Asia had a particularly strong quarter, with fixed-income market revenues almost doubling on the back of interest rate, currency products and distressed debt, the bank said. However, it reported lower FX revenues in Mexico.
But all this paled in significance beside write-downs and losses from credit. The bank lost $1.56 billion on subprime mortgages warehoused for securitisation of future collateralised debt obligations (CDOs), CDO positions and leveraged loans warehoused for future collateralised loan obligations.
As a result, the bank's fixed-income markets revenues dropped 71% to $671 million in Q3, down from $2.315 billion for Q3, 2006.
"This was a disappointing quarter, even in the context of the dislocations in the subprime mortgage and credit markets," said Citi's chairman and CEO, Charles Prince. "A significant amount of our income decline was in our fixed-income business, where we have a long track record of strong earnings, and this quarter's performance was well below our expectations."
It was a similar story at JP Morgan and Bank of America, which both announced third-quarter earnings last week.
JP Morgan said rates and currencies had returned "record revenues", which were offset by a "very weak credit trading performance". Fixed-income markets revenue was down 72% to $687 million from $2.5 billion the year before. The bank marked down $1.3 billion on leveraged lending commitments and $339 million, net of hedges, on CDOs.
"Investment banking is a volatile business and, while we would typically expect lower earnings in the investment bank during a difficult market environment, such as this one, we still believe that our performance could have been a bit better," said Jamie Dimon, chairman and chief executive officer of JP Morgan.
Bank of America said its liquid products group saw "good gains". Sales and trading revenues in these products were up from $433 million in the third quarter of 2006 to $568 million in the third quarter of 2007. But it blamed "unprecedented market disruptions" for its poor trading results.
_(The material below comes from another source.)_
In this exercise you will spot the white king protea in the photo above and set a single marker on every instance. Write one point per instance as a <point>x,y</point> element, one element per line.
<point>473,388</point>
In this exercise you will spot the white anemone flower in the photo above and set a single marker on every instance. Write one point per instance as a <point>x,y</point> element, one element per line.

Net income for the global corporate and investment banking group was down 93% to $100 million from $1.43 billion for the third quarter last year.
"While the significant dislocations in the capital markets have hurt most participants, we are still very disappointed in our third-quarter performance," said Kenneth Lewis, chairman and chief executive officer of Bank of America.
"However, the majority of our businesses experienced solid revenue growth as sales momentum continued, demonstrating the value of our diverse business mix. We continued to invest in our businesses for the long term and to introduce innovative products and services to differentiate Bank of America in the market. While we cannot predict the near term, I am confident that such innovation and execution combined with the advantages of scale and reach are the formula for future success."